Quand les moutons sonneront la fin de la récréation, l’Etat se réveillera et rentrera en scène pour éliminer les loups. Il le fera pour se protéger lui-même car sa pérennité, en tant qu’être collectif dépend du consentement des citoyens. Ce consentement est la clef de voute de la civilisation française où l’Etat est « nourri » par la société (grâce aux impôts) en contrepartie de la protection et de la bonne gouvernance.
L’égarement des civilisés rend possible l’impensable. La barbarie naît de la civilisation.
Pour le moment, les Français ne font rien. Leur apathie est rageante mais elle s’explique facilement. Ils attendent que l’Etat fasse le premier pas. Cet Etat protecteur et bienveillant qui a conduit la société sur le chemin des Trente Glorieuses et de la redistribution des fruits de la croissance. Les gens croient que la haute fonction publique viendra, tôt ou tard, à leur secours. Alors, ils ne se rebellent pas.
L’Etat lui navigue à vue. Il sait que tout va mal mais n’ose pas prendre les choses en main. Les séquelles de la guerre d’Algérie, la dernière fois que l’administration civile et militaire a osé dire non aux politiciens, hantent toujours les esprits.

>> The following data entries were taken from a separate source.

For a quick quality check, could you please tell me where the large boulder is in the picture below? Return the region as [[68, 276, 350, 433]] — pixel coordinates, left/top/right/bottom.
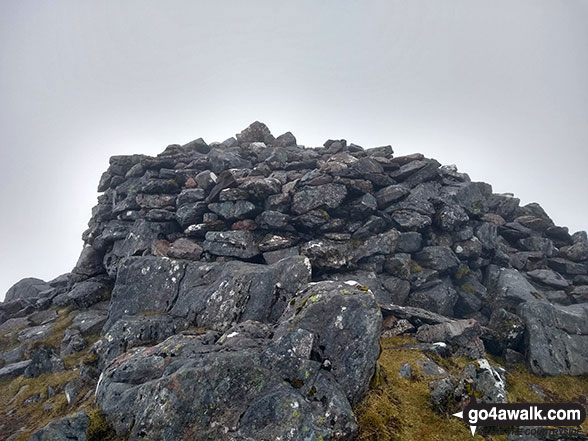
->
[[29, 410, 90, 441], [24, 347, 65, 378], [276, 281, 382, 404], [203, 231, 260, 259], [292, 184, 347, 214], [96, 282, 381, 441], [518, 301, 588, 375]]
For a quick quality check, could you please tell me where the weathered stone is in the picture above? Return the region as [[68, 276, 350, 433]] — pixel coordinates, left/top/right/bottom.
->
[[482, 309, 525, 356], [390, 210, 432, 230], [408, 280, 458, 317], [208, 201, 257, 221], [300, 240, 353, 270], [486, 267, 538, 311], [202, 231, 260, 259], [276, 281, 382, 404], [59, 328, 86, 357], [29, 410, 90, 441], [53, 279, 112, 309], [527, 269, 570, 289], [518, 301, 588, 375], [24, 347, 65, 378], [4, 277, 51, 302], [415, 246, 459, 272], [236, 121, 275, 144], [0, 360, 31, 380], [374, 185, 410, 210], [416, 319, 485, 359], [292, 184, 347, 214]]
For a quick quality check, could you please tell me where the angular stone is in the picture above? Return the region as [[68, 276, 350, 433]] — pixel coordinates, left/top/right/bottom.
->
[[527, 269, 570, 289], [300, 240, 353, 270], [24, 347, 65, 378], [415, 246, 460, 272], [29, 410, 90, 441], [517, 301, 588, 375], [408, 280, 458, 317], [416, 319, 485, 359], [4, 277, 51, 302], [276, 281, 382, 404], [374, 185, 410, 210], [486, 267, 538, 312], [292, 184, 347, 214], [202, 231, 260, 259], [0, 360, 31, 380]]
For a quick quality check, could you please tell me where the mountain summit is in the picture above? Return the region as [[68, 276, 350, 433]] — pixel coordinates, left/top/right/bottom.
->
[[0, 122, 588, 441]]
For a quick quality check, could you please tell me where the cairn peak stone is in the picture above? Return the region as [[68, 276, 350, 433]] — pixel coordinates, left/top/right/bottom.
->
[[0, 121, 588, 441], [236, 121, 275, 144]]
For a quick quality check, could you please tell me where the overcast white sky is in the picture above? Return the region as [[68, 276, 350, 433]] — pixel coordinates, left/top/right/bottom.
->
[[0, 0, 588, 298]]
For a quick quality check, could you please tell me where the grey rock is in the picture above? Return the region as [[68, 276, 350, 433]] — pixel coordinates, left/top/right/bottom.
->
[[29, 410, 90, 441], [4, 277, 51, 302], [194, 170, 218, 190], [408, 279, 458, 317], [300, 240, 353, 270], [263, 247, 300, 265], [414, 246, 459, 272], [429, 377, 457, 413], [416, 319, 485, 359], [457, 358, 507, 403], [59, 328, 86, 357], [353, 230, 400, 260], [202, 231, 260, 259], [92, 314, 189, 367], [53, 279, 112, 309], [292, 184, 347, 214], [482, 309, 525, 356], [0, 360, 31, 380], [208, 201, 257, 221], [176, 188, 206, 207], [398, 363, 412, 380], [374, 185, 410, 210], [24, 347, 65, 378], [417, 357, 449, 377], [390, 210, 432, 231], [527, 269, 570, 289], [236, 121, 275, 144], [167, 237, 202, 260], [486, 267, 538, 312], [276, 281, 382, 404], [547, 257, 588, 275], [255, 210, 292, 230], [71, 305, 108, 336], [170, 256, 311, 331], [518, 301, 588, 375]]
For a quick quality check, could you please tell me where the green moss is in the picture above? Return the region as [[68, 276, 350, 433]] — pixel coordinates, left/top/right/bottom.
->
[[410, 260, 423, 274], [86, 405, 115, 441], [355, 337, 506, 441], [27, 307, 73, 356], [455, 265, 470, 280]]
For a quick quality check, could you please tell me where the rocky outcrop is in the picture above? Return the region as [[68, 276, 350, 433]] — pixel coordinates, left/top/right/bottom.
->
[[0, 122, 588, 440]]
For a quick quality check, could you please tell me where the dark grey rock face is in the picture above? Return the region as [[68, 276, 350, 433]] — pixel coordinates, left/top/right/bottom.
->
[[518, 301, 588, 375], [104, 256, 311, 331], [24, 347, 65, 378], [97, 282, 381, 440], [0, 122, 588, 441], [29, 411, 90, 441], [4, 277, 51, 302]]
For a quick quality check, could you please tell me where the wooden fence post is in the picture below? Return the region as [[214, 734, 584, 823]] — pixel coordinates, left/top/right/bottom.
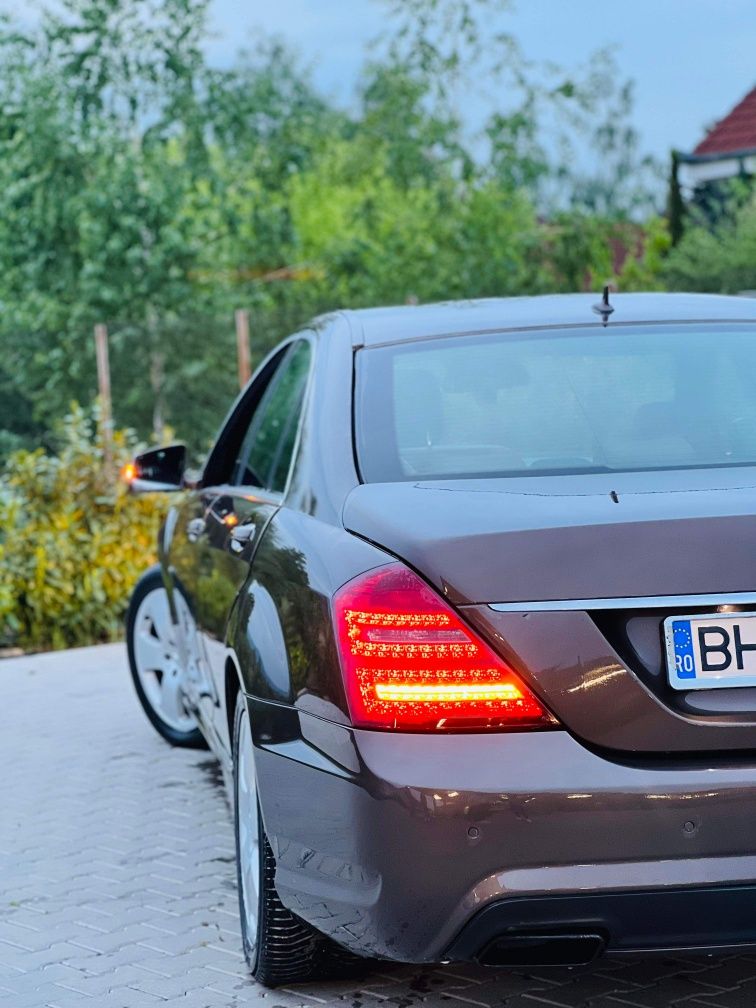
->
[[234, 308, 251, 388], [95, 323, 113, 479]]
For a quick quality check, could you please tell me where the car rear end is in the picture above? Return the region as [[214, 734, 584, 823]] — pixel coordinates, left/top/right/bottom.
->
[[262, 300, 756, 966]]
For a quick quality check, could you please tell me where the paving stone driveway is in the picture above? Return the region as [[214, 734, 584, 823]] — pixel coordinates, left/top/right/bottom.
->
[[0, 644, 756, 1008]]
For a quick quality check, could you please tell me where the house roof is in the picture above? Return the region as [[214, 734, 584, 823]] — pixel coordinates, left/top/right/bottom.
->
[[694, 88, 756, 156]]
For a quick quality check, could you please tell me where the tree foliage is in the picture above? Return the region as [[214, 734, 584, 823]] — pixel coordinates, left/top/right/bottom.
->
[[0, 0, 651, 455]]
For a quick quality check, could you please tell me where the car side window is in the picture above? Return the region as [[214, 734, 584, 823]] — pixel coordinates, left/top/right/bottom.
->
[[232, 340, 310, 493]]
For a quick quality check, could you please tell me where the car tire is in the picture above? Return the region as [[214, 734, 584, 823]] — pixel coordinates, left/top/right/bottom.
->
[[234, 692, 368, 987], [126, 568, 208, 749]]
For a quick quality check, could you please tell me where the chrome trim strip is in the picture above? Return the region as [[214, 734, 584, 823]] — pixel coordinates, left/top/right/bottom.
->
[[488, 592, 756, 613]]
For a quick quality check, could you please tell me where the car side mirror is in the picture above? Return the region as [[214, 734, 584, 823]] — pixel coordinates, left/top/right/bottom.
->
[[121, 445, 186, 494]]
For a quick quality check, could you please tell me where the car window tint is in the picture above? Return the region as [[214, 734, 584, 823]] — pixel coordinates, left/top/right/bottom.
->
[[356, 325, 756, 481], [233, 341, 310, 492]]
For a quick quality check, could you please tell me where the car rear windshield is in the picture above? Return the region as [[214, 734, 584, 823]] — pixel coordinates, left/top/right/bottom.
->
[[355, 324, 756, 483]]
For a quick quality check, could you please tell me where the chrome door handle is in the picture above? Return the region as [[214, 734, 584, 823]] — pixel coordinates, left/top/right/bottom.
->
[[229, 524, 257, 554], [186, 518, 205, 542]]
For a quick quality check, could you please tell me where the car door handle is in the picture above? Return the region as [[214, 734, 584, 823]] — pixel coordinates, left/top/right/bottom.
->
[[229, 524, 257, 555], [186, 518, 205, 542]]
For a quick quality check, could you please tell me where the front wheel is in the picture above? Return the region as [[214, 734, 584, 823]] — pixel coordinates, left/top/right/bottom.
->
[[126, 569, 207, 749], [234, 694, 368, 987]]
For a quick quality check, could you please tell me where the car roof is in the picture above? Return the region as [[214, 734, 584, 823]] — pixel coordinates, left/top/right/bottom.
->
[[341, 293, 756, 347]]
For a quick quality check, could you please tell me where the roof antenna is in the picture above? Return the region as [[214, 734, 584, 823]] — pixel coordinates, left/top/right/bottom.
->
[[593, 283, 614, 326]]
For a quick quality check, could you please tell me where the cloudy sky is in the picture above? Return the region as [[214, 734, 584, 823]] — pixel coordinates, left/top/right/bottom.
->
[[208, 0, 756, 157]]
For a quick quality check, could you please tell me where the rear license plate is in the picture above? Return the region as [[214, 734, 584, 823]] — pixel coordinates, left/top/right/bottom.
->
[[664, 613, 756, 689]]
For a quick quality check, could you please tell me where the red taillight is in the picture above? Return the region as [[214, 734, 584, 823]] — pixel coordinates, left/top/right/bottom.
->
[[334, 563, 554, 731]]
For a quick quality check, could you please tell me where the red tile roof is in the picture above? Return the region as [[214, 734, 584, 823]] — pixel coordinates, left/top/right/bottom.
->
[[694, 88, 756, 154]]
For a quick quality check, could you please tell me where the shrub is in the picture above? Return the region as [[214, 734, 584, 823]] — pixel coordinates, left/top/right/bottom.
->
[[0, 407, 165, 649]]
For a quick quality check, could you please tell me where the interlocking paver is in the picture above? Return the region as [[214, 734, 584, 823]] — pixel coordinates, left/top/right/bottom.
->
[[0, 644, 756, 1008]]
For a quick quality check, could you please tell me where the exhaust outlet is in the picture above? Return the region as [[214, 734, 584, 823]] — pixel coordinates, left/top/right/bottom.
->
[[475, 931, 607, 967]]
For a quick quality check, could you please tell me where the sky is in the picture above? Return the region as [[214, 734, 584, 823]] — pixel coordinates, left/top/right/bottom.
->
[[208, 0, 756, 158]]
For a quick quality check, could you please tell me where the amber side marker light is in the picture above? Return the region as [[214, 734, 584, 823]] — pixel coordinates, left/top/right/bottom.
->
[[334, 563, 555, 732], [121, 462, 138, 484]]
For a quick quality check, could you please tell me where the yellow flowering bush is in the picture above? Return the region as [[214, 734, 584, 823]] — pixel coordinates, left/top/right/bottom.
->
[[0, 407, 166, 649]]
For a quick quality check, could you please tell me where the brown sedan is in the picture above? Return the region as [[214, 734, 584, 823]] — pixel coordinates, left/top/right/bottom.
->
[[128, 294, 756, 985]]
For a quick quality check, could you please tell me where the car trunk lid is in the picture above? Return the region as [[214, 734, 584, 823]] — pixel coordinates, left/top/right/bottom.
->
[[344, 468, 756, 754]]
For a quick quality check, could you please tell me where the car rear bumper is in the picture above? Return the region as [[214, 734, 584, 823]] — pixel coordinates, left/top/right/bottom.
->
[[251, 702, 756, 962]]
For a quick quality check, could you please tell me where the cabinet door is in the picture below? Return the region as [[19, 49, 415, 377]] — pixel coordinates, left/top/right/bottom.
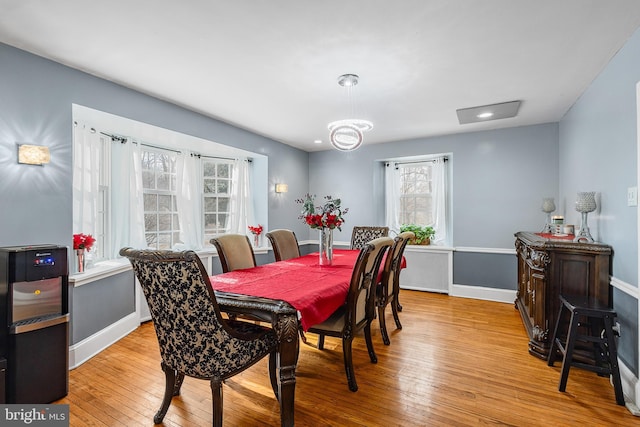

Comme tout réveil brusque, comme tout sursaut provoqué par le bruit des vitres cassés au milieu de la nuit, le retour de la force sera brutal. L’excès répondra à l’excès.
Pour un nouvel humanisme
Malgré tout, la France aura de la chance dans son malheur. Ses Rois et leurs héritiers républicains (de Napoléon à De Gaulle) lui ont légué un Etat puissant et ordonné. Une colonne vertébrale solide qui aidera le pays à traverser cette épreuve durant laquelle les droits de l’homme seront inévitablement mis entre parenthèses. L’intermède durera le temps qu’il faudra pour que les éléments déchaînés détruisent le paysage ancien. Une fois le terrain dégagé, une nouvelle réalité naîtra avec ses totems et ses tabous. Ses vertus et ses défauts aussi.
Préparer l’avenir est une urgence. Faire advenir un nouvel humanisme qui se préoccupe réellement de la nature humaine, sublime et déplorable en même temps. Un humanisme qui marie l’individuel et le collectif. Une nouvelle Renaissance en somme. Qui sera notre Erasme, notre Pic de La Mirandole et notre Pétrarque ? Ils sont peut-être déjà là, parmi nous, à l’œuvre dans leur cabinet à étudier et écrire. Si vous avez la chance de les croiser, faites, s’il vous plaît, ce qui est en votre pouvoir pour les aider à accomplir leur mission.